This past week we all got a peek behind the curtain at the Justin Barcia and Eli Tomac post-race argument. This is the first time I can remember NBC Sports or Feld releasing video or audio of something this controversial. Usually, we see it from afar or someone releases horrible audio and we can only imagine what is being said. These types of arguments happen every week, but we never see them. I was thrilled to see NBC release top quality video and audio of the incident. Typically this stuff is covered up because people in power feel it might cast a negative light on the sport.

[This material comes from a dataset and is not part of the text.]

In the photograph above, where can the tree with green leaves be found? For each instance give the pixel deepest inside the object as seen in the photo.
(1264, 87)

I strongly disagree.
(This is pure authentic entertainment; don't act like you didn't enjoy the drama)
Looking at the Motorsports on NBC YouTube page it's clear what people are interested in watching. The Barcia and Tomac argument got far more views than any other Supercross related post. In this competitive entertainment environment, all sports need to do more than just televise their events. The highest-rated shows are based on personalities and storylines. In the 1990's we were starved for any video or information related to Supercross, most of us had to wait a week until the postal service delivered our issue of Cycle News to get results. This left us accepting and believing anything they decided to show us. We accepted what was reported as fact, while many riders had completely different public personas vs their actual personalities.
(Wrestling is laughable, but they understand entertainment)
Pro Wrestling has known storylines grab ratings since its inception, but I am not implying we should manufacture or create any fake drama. Fortunately, Supercross creates plenty of drama organically and we have some of the most interesting athletes in all of sports. All NBC needs to do is stop filtering what some people think might show the sport in a negative light. In today's competitive entertainment climate we need to pull back the curtain and reveal the drama and reality TV portion of Supercross.
The instant I compare Supercross to reality TV all the old school enthusiasts lose their minds, but they are the very vocal and small minority of Supercross fans. They will complain because any change is tough for "core" enthusiasts. The sport cannot base it's viewership on the "wow" factor of Supercross while seeing guys launch the triple is cool for a little bit, it takes storylines to keep the average fan interested.
(Logan Paul is a below average boxer, but above average entertainer)
There is a reason YouTube star Logan Paul gets more money and attention to Box than many far more talented professional boxers. People pay attention because they know the storyline behind his fight and this piques their interest. They either want him to win or get his ass kicked, but either way, they feel a connection to the fight. When two extremely talented random boxers do battle, some can enjoy their skills but without a backstory, most people could care less.
The sport needs to do a better job of showing these guys in their most vulnerable and unpolished moments. Sponsor reads should be banned from podiums, we all know who sponsors them it's plastered all over their hats, jerseys, and drinks. Let's see them in both their triumphs and their struggles. Riders on the podium who repeatedly ignore interviewer questions and go right into a pre-planned cliché filled speech should not be interviewed. Unless they can authentically answer questions, let's skip these boring sponsor plug opportunities.
I was happy to see NBC release the footage of Barcia and Tomac arguing, it's a step in the right direction. Hopefully, they will add to this and start bringing more authentic drama into the television broadcast.